As a youngster, the first time I consciously encountered race was through the prism of anti-racism – my father was a senior member of the anti-apartheid movement in the U.K., and the anti-apartheid movement left an indelible effect upon me in my childhood.

So, as I look at the scenes coming from Charlottesville, there are resonations of different types. After all – these white nationalists are, ostensibly, marching for the "rights" of my father, and I suppose, myself? And the people marching against them are marching for, I suppose, the rights of my mother, and … myself?

It seems tempting for some people, it seems, to look at Charlottesville in that kind of purposely befuddled and confused manner. Certainly, the President of the United States, Donald Trump, seems to want to do precisely that, albeit in a different way. He must know that it is utterly unconscionable that a group of white supremacists are marching in Virginia, and thus he must somehow censure them. But he also knows – and the aforementioned former "Imperial Wizard" reminds us all of this fact – that same group voted for him.

And why did they vote for him? Because this alt-Reich saw a Trump presidency as the best way for them to pursue their goals. That's the reality, which is probably why a Trump White House can be counted on to give only lukewarm, pseudo-neutral criticisms of the Charlottesville march. He knows that is a big part of his base on the move.

Mr. Trump's supporters will try to explain the couching of his language in a kind of sensitivity, where we are called upon to show empathy toward white Americans as victims of some sort. It's a bizarre, but also dangerous proposition. It turns history on its head, and discrimination becomes a false notion altogether because it loses any real meaning.
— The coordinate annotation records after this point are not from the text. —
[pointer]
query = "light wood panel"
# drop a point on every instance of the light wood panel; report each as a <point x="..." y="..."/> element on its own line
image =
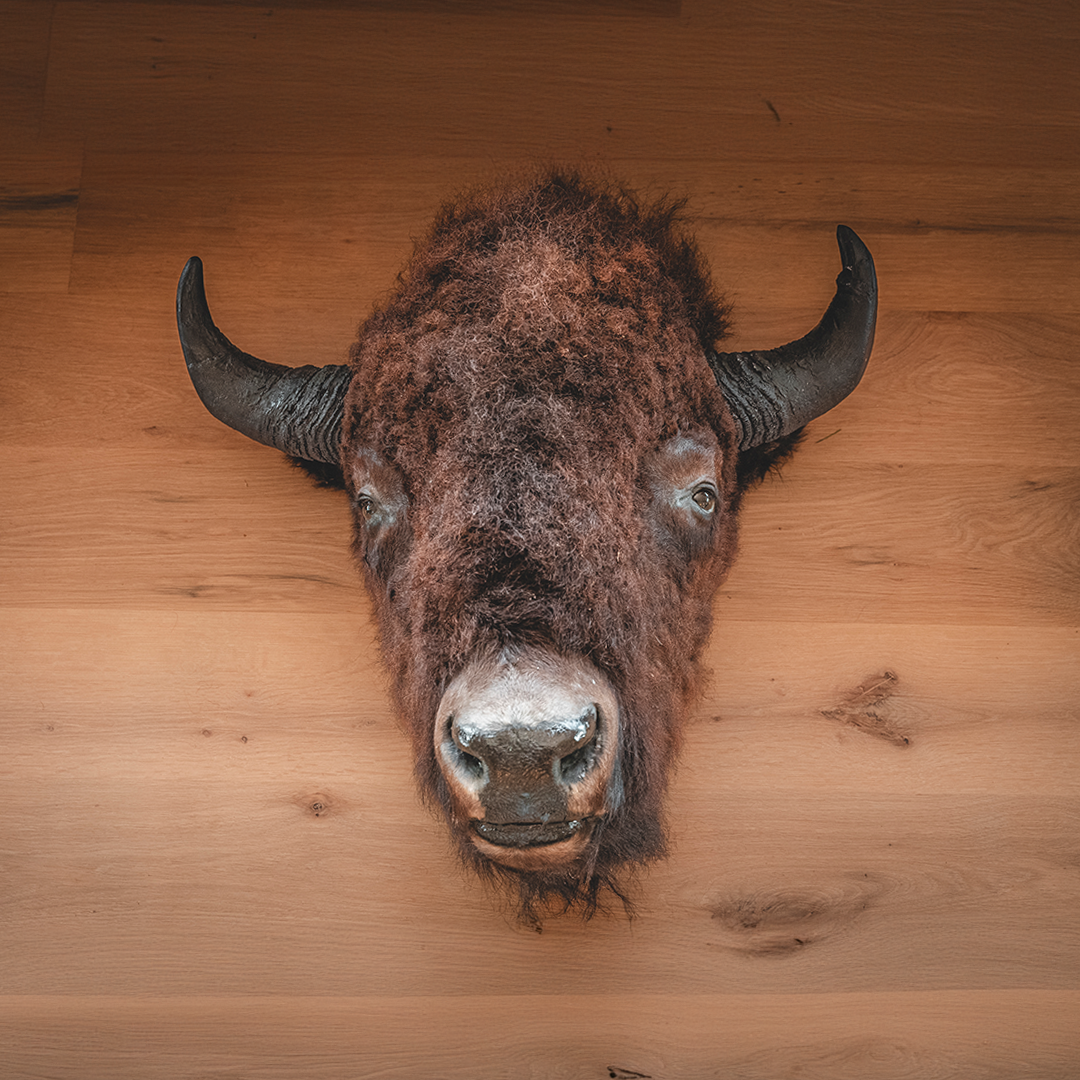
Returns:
<point x="213" y="858"/>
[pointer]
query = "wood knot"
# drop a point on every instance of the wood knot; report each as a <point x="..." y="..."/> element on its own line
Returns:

The reality is that in the United States, there are certainly white people who suffer for a broad variety of reasons. But the United States is not a country built somehow on antipathy against whites. It is preposterous to even have to write that sentence – but with such revisionist history being promoted, so as to allow for this strange universe where people have to demand that whites won't be denied their rights and futures, it seems necessary to be utterly clear.

The United States was built on the back of the notion that the white male was the most worthy; in terms of political power, material wealth, language and so forth. Generations of struggle by the civil rights movement pushed back against that, but make no mistake – the norms established are still fundamentally slanted, biased and skewed toward white, rich, men. That is where the power lies – and success in American society has hitherto, in large part, depended on approximating that norm as much as possible.

I'm writing these words from Cape Town in South Africa – and even in post-apartheid South Africa, the effects of white-established apartheid are still evident. That is in a country where the overwhelming majority of inhabitants are, and always have been, people of colour. In the United States, the overwhelming majority of the elite, whether political or economic, is still white and male.

Whether these marchers in Charlottesville recognize it or not, they still benefit, tremendously, from the colour of their skin, in comparison to any other group in the United States. White nationalists aren't victims fighting against oppression of their race – they're deluded misanthropes, oblivious of the privileges they continue to enjoy. I shan't make grandiose statements about whether that is "American" or not – but certainly history doesn't record whites in America as being victims. If anything, on the contrary.